Careful analysis of your
environment, both from the client and from the server point of
view, is the first step necessary for optimal NFS performance.
The first sections will address issues that are generally
important to the client. Later (Section 5.3 and beyond),
server side issues will be discussed. In both cases, these
issues will not be limited exclusively to one side or the
other, but it is useful to separate the two in order to get a
clearer picture of cause and effect.
Aside from the general network configuration - appropriate
network capacity, faster NICs, full duplex settings in order to
reduce collisions, agreement in network speed among the
switches and hubs, etc. - one of the most important client
optimization settings are the NFS data transfer buffer sizes,
specified by the mount command options
rsize and wsize.
The mount command options rsize and wsize specify the size of the chunks
of data that the client and server pass back and forth to
each other. If no rsize and
wsize options are
specified, the default varies by which version of NFS we are
using.
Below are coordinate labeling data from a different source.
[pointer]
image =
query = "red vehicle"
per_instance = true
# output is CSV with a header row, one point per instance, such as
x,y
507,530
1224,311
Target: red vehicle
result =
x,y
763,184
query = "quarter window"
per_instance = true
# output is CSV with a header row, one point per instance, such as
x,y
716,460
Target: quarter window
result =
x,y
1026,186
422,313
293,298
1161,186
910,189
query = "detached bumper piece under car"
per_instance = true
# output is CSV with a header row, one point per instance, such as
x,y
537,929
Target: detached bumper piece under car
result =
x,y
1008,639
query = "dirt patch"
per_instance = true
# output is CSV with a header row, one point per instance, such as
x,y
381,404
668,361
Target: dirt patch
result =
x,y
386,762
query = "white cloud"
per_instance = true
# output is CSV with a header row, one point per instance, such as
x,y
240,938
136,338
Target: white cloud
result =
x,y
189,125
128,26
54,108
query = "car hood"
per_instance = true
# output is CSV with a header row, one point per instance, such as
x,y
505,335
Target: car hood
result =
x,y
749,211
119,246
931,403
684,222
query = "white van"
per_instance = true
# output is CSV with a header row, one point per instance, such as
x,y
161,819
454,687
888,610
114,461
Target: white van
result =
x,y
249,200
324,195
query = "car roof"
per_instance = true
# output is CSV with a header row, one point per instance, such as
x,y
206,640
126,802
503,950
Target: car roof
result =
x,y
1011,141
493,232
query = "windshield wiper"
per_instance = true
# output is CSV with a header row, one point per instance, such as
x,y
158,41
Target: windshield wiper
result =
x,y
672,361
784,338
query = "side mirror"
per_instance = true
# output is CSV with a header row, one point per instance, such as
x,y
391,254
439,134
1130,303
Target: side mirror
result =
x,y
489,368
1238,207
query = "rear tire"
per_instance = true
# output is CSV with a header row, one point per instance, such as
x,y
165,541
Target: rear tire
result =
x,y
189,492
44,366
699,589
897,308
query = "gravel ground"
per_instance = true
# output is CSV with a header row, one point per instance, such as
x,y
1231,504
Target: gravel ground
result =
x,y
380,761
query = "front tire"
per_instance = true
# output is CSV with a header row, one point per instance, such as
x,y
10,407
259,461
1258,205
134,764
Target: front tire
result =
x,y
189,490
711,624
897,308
The most common default is 4K (4096 bytes), although
for TCP-based mounts in 2.2 kernels, and for all mounts
beginning with 2.4 kernels, the server specifies the default
block size.
The theoretical limit
for the NFS V2 protocol is 8K. For the V3 protocol, the limit
is specific to the server. On the Linux server, the maximum
block size is defined by the value of the kernel constant
NFSSVC_MAXBLKSIZE, found in
the Linux kernel source file ./include/linux/nfsd/const.h. The current
maximum block size for the kernel, as of 2.4.17, is 8K (8192
bytes), but the patch set implementing NFS over TCP/IP
transport in the 2.4 series, as of this writing, uses a value
of 32K (defined in the patch as 32*1024) for the maximum
block size.
All 2.4 clients
currently support up to 32K block transfer sizes, allowing
the standard 32K block transfers across NFS mounts from other
servers, such as Solaris, without client modification.
The defaults may be too
big or too small, depending on the specific combination of
hardware and kernels. On the one hand, some combinations of
Linux kernels and network cards (largely on older machines)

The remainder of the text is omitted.